Isn’t it scary to think that one day, someone will be too frightened to save you when you’re face is being ground into the proverbial pepper?

  • Bishopossai@yahoo.com

    A Ghanaian lady was beheaded in Saudi Arabia, because the little boy she was a Nnanny to fell down. The police helped to hold her down for beheading as she wailed until her head was cut off I expect you Ghanaians to investigate the veracity of this story. If it’s, too. Let’s join hands to confront these Arabs. I am barely tolerating both Arabs and Moslems right now Oscar Ossai

    • Hi Oscar:
      I don’t think we should single out Arabs and Muslims for our ire and retribution. Rather, we should focus in creating a more tolerant society where rule of law actually works.
      We can’t pretend we Ghanaians haven’t done the same or worse to fellow Ghanaians. To refuse to acknowledge that makes us as hypocritical as the Trump administration going after illegal immigrants but doing nothing to address lethal white men who are responsible for far more and far greater atrocities than recycling a social security number in order to gain employment. Ignoring this phenomenon gives certain people a pass they don’t deserve.

      As to the beheading, I’d not heard of it. I hope it’s not true – and if it is, I hope our foreign dignitaries will launch a full investigation. That’s what they’re there for!

  • Sel

    Happy to see a new post finally! You’ve been gone for a minute. What brain tumor?!

    There’s a petition going to cause Marwako to face the music here: https://www.change.org/p/government-of-ghana-stop-the-inhumane-treatment-of-ghanaians-by-foreigners?source_location=minibar

    Have you got any words about the latest in perennial Xenophobic flare ups in your part of the world. I can’t understand this black ZA malady aside to think of it as some bizarre form of acute, misdirected self-hatred brought on from after effects of Apartheid. I mean…how?
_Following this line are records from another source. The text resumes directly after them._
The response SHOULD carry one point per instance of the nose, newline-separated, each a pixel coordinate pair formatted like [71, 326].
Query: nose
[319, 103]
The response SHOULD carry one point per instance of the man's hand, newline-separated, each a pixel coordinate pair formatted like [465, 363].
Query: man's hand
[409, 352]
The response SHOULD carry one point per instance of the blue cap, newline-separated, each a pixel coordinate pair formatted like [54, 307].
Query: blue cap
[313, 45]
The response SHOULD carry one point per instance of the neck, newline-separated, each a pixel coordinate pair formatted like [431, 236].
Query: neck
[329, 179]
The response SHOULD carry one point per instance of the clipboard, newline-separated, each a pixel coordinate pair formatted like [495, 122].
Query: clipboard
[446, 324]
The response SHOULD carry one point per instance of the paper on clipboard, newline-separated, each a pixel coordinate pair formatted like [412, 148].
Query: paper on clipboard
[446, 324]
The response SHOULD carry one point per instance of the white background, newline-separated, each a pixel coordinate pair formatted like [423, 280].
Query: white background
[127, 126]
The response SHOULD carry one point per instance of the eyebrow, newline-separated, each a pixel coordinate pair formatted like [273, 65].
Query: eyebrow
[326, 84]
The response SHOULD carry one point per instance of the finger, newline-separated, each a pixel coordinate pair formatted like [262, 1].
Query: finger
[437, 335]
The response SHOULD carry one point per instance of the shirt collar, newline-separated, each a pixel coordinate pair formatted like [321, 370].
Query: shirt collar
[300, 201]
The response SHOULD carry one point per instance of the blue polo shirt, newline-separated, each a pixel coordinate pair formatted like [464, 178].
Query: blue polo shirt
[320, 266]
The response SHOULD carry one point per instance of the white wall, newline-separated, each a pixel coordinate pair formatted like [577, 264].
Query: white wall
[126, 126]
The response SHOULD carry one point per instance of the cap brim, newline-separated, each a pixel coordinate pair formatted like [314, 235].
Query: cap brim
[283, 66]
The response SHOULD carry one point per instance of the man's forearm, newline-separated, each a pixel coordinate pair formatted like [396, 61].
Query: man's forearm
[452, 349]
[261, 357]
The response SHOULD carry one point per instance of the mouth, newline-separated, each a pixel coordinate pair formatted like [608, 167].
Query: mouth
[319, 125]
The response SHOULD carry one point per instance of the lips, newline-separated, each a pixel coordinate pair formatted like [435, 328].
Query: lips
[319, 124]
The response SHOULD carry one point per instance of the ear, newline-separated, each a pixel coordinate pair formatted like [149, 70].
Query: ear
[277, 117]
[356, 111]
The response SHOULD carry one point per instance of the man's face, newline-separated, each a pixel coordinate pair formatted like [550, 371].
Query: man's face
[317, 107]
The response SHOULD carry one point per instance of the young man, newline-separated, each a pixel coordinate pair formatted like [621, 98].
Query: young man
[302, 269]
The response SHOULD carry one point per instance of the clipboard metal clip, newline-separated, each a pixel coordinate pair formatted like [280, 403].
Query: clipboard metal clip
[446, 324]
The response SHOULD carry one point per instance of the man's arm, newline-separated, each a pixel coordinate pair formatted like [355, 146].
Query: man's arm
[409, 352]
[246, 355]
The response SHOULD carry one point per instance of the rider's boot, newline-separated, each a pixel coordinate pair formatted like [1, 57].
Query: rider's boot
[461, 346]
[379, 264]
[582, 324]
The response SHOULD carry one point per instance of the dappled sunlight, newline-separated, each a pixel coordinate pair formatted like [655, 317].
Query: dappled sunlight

    Anyways, welcome back! More please…

    • Yeah….I’ve been AWOL for a while. 🙁
      I’ve missed a lot of international news because I’m in VA at the moment. It’s all Trump, Trump’s tweets and movie reviews on the news. I totally missed news of the latest xenophobic attacks in SA. Oh my people!

  • Irene

    Are you okay, Malaka? What’s this about a brain tumour? May the Lord keep you.
    My sister walked away from her job before informing us, her family. I know if she had told me before I would have told her to wait. You’re making me look at this in a different light now.

    • I’m okay now! I’ll give details in a few days. I learned a lot that I want to share.
      And good for your sister. She escaped a toxic environment.